As we try to stick with our New Year’s resolutions, many of us are putting down the sweets and making our way to the gym.
We think we’re getting healthier, but are we really?
According to a study by FitRated.com, gym dumbbells have approximately 362 times more bacteria than a toilet seat. The study gathered bacteria samples from 27 different pieces of equipment at three different gyms. While only three gyms were sampled, which isn’t exactly an in-depth study, it still pauses us to question – how dirty are gyms?
What can we be doing to avoid the germs that may be there? Are they dirtier than other public places?
Denis Gelumbauskas, an Advocate Nurse and epidemiology coordinator at Advocate Christ Medical Center and Advocate Children’s Hospital in Oak Lawn, Ill. offers his top five ways to avoid germs at the gym:
Wipe down equipment, and wash your hands frequently
Most people only think of wiping down machines, but think about how many people also handle equipment like free weights, exercise mats and boxing bags. Reduce your chances of encountering other people’s sweat and germs by not only wiping down equipment, but washing your hands after touching any of it. Similarly to when touching any public surface, you should also avoid touching your nose, mouth and eyes before washing your hands.
Bring it from home
Any time you have the chance to bring your own equipment from home, do so. This can include water bottles, towels and exercise mats. Did you know many gyms use the same hampers to transport dirty and clean towels?

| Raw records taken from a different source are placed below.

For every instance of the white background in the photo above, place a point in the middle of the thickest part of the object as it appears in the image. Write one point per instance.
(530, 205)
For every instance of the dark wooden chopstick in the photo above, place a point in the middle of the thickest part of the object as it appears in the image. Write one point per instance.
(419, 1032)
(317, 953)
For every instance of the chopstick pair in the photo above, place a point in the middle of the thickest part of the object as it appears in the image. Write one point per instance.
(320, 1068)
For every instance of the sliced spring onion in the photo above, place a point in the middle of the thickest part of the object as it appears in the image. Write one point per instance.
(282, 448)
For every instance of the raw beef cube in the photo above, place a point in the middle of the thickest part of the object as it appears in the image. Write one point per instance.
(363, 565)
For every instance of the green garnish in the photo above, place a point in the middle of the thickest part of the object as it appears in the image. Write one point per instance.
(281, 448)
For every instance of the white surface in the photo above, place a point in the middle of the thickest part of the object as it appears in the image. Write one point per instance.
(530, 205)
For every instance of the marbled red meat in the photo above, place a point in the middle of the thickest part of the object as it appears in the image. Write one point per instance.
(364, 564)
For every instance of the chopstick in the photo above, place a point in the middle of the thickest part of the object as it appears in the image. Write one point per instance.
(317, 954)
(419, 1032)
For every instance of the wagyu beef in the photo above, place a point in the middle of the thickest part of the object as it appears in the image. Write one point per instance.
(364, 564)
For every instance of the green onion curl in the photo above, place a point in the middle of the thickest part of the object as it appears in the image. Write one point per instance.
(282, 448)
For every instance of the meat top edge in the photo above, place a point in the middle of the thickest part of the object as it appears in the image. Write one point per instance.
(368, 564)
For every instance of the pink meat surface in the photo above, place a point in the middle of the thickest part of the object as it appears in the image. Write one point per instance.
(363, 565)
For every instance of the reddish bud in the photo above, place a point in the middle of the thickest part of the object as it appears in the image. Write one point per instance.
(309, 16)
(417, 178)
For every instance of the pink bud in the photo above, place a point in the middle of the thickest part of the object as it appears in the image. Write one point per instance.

Keep away from gym showers
It’s not always an option to shower at home, but if you have the time, then you should. While it’s important to shower sooner rather than later to avoid breakouts, gym showers are full of germs and bacteria commonly known for causing infections like athlete’s foot and warts. If you do have to shower in the gym, make sure to wear flip flops or shower shoes and avoid sitting on the locker room bench naked.
Cover up open wounds
If you have any cuts or wounds – especially on your hands, make sure to cover them up with a bandage and antibiotic ointment. This will prevent germs and unwanted bacteria from entering your body through wounds.
Watch out for the pool
If your gym doesn’t have a posting as to when the pool was cleaned last and what the pH level is, you should probably be weary before jumping in. The stronger the scent of Chlorine is, the dirtier the pool most likely is. Even if the pool is clean, wear goggles and a swim cap to prevent infection.
According to the Centers for Disease Control and Prevention (CDC), common colds are the main reason children miss school and adults miss work each year, with millions of cases reported in the U.S.
The CDC says viruses that cause colds typically spread through the air and personal contact. You can even get infected from stool or skin infections just by shaking hands with someone or touching a doorknob that’s come in contact with the disease and then touching your eyes, mouth or nose.
“It’s important to practice good hygiene and common cold prevention no matter if you go to the gym or not,” says Gelumbauskas. “Regularly washing your hands, avoiding touching your face and keeping your distance from those who appear sick are all everyday ways you can avoid common illnesses.”